Это окликнул меня один из троицы, отличившейся по части выпивона. Если бывший учитель после истории с Панько незаметно стушевался и шагал в хвосте взвода, то эти трое, наоборот, старались держаться в авангарде. То ли хотели показать мне, что уже протрезвели, то ли Днепр притягивал. Только сейчас я запомнил их фамилии – Задонский, Коваленков и Чепаль. Почти Чапай. Постепенно я обнаружил, что они не так уж и похожи. И усы, и овал лица, и глаза – все у них разное. Даже ростом, что меня больше всего удивило, они не одинаковы. Задонский чуть ли не на полголовы выше. Он-то и окликнул меня.
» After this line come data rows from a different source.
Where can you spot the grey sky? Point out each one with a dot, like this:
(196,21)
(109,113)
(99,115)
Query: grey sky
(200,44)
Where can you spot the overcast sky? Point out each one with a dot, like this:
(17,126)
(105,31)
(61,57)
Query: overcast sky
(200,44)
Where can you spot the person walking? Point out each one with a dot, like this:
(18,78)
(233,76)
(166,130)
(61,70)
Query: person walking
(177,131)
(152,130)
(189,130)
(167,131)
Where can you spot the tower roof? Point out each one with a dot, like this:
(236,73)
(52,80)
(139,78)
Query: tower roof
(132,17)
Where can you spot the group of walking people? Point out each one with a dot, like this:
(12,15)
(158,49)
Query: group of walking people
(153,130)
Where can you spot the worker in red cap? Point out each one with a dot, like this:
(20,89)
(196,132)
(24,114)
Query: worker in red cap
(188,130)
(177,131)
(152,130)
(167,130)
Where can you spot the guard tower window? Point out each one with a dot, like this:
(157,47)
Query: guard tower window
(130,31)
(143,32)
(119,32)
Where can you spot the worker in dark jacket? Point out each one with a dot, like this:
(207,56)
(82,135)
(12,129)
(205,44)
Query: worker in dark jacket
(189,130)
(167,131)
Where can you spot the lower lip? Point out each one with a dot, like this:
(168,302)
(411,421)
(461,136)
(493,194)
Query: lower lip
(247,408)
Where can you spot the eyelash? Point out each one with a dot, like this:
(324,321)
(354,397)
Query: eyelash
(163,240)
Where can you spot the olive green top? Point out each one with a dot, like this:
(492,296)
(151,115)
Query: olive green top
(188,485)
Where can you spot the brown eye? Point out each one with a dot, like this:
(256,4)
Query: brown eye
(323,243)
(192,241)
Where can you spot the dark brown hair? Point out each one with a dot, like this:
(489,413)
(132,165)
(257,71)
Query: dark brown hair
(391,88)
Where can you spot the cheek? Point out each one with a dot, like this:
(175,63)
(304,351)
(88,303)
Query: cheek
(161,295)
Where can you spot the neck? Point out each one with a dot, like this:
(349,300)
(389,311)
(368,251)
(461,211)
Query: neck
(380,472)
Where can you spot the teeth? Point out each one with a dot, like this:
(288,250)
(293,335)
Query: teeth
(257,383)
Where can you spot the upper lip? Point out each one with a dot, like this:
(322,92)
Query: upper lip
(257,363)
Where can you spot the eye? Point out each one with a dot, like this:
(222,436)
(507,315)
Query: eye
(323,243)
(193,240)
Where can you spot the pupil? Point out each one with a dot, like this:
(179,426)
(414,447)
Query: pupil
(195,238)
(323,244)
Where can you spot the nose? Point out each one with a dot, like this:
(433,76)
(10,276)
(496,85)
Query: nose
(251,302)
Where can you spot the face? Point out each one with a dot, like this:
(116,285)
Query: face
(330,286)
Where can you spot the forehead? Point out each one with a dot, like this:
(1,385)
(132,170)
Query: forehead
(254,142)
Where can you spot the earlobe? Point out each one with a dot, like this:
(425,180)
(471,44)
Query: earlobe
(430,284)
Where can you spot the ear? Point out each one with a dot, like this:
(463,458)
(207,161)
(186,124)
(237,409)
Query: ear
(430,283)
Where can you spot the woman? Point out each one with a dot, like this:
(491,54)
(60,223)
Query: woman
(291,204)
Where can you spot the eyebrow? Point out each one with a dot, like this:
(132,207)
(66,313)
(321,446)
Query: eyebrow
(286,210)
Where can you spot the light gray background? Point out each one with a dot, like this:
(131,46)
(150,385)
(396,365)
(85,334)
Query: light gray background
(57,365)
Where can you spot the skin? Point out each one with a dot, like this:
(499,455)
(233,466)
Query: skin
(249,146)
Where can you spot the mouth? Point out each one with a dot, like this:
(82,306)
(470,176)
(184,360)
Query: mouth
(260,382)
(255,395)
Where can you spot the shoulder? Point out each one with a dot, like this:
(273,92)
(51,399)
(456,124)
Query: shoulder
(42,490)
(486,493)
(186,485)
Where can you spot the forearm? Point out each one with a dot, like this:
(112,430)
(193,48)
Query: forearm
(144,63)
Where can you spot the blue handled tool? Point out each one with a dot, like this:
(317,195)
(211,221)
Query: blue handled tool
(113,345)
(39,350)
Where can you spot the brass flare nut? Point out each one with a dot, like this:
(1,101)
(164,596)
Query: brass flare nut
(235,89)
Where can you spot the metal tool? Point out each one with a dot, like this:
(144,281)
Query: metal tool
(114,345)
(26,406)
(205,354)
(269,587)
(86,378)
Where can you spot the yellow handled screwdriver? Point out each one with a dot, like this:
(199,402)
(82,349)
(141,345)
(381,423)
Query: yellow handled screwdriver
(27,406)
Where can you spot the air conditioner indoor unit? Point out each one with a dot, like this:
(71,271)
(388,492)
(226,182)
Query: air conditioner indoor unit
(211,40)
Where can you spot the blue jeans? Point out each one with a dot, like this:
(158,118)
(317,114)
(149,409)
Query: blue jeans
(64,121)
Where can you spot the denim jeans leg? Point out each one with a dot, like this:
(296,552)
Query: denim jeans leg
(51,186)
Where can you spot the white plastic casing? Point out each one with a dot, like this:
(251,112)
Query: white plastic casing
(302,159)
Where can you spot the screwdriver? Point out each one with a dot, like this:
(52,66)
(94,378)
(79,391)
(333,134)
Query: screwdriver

– Чего вам? – грубовато спросил я, помня об их утренней провинности.
– Тут блызесенько баштан е…
– Какой еще баштан?
– Ну бахча з кавунами! Така овоч чи фрукт!
– Да я знаю, что такое кавун!
– Ну ясно – знаете, – поддакнул он и осторожно предложил: – Може, мы з хлопцами сходимо, наберемо?
– Чтоб потом меня под суд отдали?
– Та не виддадуть! Це колышний колгоспный баштан!
– Колхозный? Еще чище!
– Эх, товарищу лейтенанте! Таки кавуны пропадають!..
Хорошо, что старшина не слышал этого разговора, а то бы он тут же принял сторону земляков – любая пища для него дар божий, от которого грех отказываться…
Неожиданно забили зенитки. Их частые и отрывистые удары оттеснили все остальные звуки боя.
Небо впереди покрылось белыми хлопьями разрывов.
Вздрогнула под ногами земля.
– Что-то бомбят, – сказал я. – Интересно, что?
– Как что? – покосился на меня подошедший старшина. – Переправу!
3
Сперва в прозрачно-золотистом от солнца воздухе мы увидели тот берег. Широко раскинув крылья своих холмов, он круто возвышался над окружающей местностью. Его террасы и овраги были окутаны синеватой дымкой.
– От и Днипро! – воскликнул кто-то из санитаров.
Впереди сверкнула тоненькая ленточка.
Шлях, которым мы шли, внезапно исчез, и теперь перед нами было несколько дорог.
– Эй, кореш! – крикнул Саенков солдату, перематывавшему в сторонке портянки. – Где переправа?
– А на Днепре! – ответил тот.
– Это мы и без тебя знаем, что на Днепре, – заметил старшина. – А по какой из этих дорог топать?
– А по какой хошь!
– Слушай, у тебя что, язык отвалится, ежели точнее скажешь?
– Ну чего привязался? – Солдат в сердцах скомкал и швырнул на землю непослушную портянку. – Видишь, делом занимаюсь?
– Тоже мне дело – портянки перематывать, – презрительно сказал старшина. – Пойдемте, товарищ лейтенант!
Мы выбрали самую широкую колею.
– Берите левее! – крикнул нам вслед солдат.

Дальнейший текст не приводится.